Chapter 7: Creditors generally have 60 days after the first creditors meeting to object to the discharge of a specific debt. If no objections are filed, the court issues the discharge order; the trustee collects and sells the assets then distributes the proceeds to the creditors under a predetermined schedule. If there are objections, the bankruptcy proceedings, less the objected debt(s), continue. A trial may be necessary to resolve the objectionable issues.

Chapter 13: Creditors can object to the plan for repayment and the court may take this into consideration. If no objections are filed by creditors or the trustee, the plan may be confirmed as filed.

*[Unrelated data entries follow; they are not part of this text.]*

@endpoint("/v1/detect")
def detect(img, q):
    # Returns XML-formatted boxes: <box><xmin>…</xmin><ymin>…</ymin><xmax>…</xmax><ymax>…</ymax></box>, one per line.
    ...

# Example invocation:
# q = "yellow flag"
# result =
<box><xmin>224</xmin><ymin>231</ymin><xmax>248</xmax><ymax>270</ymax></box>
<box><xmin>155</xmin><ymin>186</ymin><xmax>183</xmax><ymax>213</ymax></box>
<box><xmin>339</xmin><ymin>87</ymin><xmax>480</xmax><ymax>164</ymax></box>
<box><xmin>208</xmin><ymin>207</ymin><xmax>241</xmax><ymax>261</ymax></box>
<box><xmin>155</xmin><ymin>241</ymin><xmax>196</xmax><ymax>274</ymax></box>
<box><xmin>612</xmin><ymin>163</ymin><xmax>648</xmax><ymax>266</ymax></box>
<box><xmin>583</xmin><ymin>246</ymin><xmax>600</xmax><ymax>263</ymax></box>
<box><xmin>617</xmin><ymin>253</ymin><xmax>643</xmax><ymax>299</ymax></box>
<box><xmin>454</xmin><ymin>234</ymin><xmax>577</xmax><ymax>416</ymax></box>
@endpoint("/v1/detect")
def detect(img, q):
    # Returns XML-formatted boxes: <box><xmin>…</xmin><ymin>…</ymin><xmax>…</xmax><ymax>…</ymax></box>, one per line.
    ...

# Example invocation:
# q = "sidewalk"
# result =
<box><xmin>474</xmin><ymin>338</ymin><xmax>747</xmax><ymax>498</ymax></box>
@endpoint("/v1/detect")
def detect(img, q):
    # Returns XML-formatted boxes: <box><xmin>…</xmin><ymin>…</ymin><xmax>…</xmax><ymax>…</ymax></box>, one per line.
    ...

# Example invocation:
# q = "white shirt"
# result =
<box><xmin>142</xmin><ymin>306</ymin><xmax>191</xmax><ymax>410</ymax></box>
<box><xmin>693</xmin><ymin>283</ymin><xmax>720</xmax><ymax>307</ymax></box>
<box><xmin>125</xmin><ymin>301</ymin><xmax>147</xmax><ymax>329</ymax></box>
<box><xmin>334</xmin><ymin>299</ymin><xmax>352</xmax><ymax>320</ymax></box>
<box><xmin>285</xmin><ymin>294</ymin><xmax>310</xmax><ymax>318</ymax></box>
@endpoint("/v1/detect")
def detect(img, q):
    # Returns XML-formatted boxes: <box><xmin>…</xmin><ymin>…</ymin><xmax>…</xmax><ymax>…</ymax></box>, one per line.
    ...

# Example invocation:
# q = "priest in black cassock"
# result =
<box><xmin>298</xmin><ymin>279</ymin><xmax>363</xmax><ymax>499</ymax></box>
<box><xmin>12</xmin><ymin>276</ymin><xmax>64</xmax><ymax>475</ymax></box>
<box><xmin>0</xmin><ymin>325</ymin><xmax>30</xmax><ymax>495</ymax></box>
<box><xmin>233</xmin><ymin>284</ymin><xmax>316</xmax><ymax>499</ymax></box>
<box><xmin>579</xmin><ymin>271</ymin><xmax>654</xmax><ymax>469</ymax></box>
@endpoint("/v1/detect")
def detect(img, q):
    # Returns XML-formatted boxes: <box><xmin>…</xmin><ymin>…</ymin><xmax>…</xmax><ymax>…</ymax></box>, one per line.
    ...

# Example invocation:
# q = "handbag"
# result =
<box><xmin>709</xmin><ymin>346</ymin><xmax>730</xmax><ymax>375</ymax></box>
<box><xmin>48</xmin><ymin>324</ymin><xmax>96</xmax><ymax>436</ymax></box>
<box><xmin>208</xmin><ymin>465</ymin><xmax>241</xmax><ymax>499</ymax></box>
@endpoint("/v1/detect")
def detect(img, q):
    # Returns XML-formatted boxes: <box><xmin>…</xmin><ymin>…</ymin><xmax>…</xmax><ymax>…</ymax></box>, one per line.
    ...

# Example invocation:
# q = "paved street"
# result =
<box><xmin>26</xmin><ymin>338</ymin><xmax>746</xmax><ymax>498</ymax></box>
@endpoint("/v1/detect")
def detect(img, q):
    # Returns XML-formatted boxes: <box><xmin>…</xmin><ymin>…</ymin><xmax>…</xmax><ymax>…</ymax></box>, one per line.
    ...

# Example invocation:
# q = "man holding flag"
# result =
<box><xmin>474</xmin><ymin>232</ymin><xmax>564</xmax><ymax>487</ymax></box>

26. What happens at a creditors meeting?
The debtor must attend the creditors meeting conducted by the trustee appointed to their case. The debtor must answer questions concerning:

  • How the situation evolved
  • Any actions taken with the property
  • Debts listed in the petition or any other financial information requested by the trustee
    Failure to respond truthfully can result in the petition being dismissed or, in extreme cases, a charge of perjury. Creditors may attend and question the debtor about the assets or any other matter relevant to the bankruptcy. A creditor doesn’t waive any rights by not attending the creditors meeting.

27. What if I’ve forgotten to include a debt on my schedule? Can I add it later?
After filing the petition, if you discover that an entry is inaccurate or missing, you may typically file an amendment to correct it. You’re submitting the petition under the penalty of perjury, so take care with the initial filing. Also, any debt that isn’t on the list can’t be discharged and you’ll be responsible for it.

28. When do I have to stop using my credit cards if I’m planning on filing for bankruptcy?
As soon as you anticipate filing bankruptcy, stop using your credit cards. Bankruptcy law allows the review of questionable purchases for potential fraud. If purchases or cash advances are made close to your filing date, the debt may possibly be excluded from the bankruptcy and, in some cases, your petition can be dismissed.

29. What’s a reaffirmation agreement?
When you “reaffirm” to pay off a debt, you’re legally obligated to pay all or a portion of an otherwise cancellable debt. This is voluntary and not required by bankruptcy codes. You may voluntarily repay any debt instead of signing a reaffirmation agreement, but there may be valid legal reasons for wanting to reaffirm a specific debt, such as a vehicle loan.

30. Can a bankruptcy be reopened?
Yes. Typically, a bankruptcy case is reopened by the trustee when questions arise concerning what was included or possibly omitted, or any other irregularities that surface.

31. How’s an inheritance treated in a bankruptcy case?
How an inheritance is treated in bankruptcy depends on when you become entitled to receive it and what type of bankruptcy relief you’re seeking. If you’ve filed for Chapter 7 bankruptcy, and you become entitled to an inheritance within 180 days of your filing date, the inheritance will be a part of your bankruptcy estate, and can be used to pay your debts. The important date is when your right to the inheritance is fixed, typically on the date of a person’s death. You might not receive property or money from someone’s estate for many months.

If you’ve filed a Chapter 13 case, your inheritance can be used in determining how much you have available to pay creditors under your repayment plan, and the 180-day limit doesn’t apply. In either type of bankruptcy, you must inform the bankruptcy trustee about the inheritance. If you’re thinking about filing for bankruptcy, ask a bankruptcy lawyer how an expected inheritance might factor into your plans.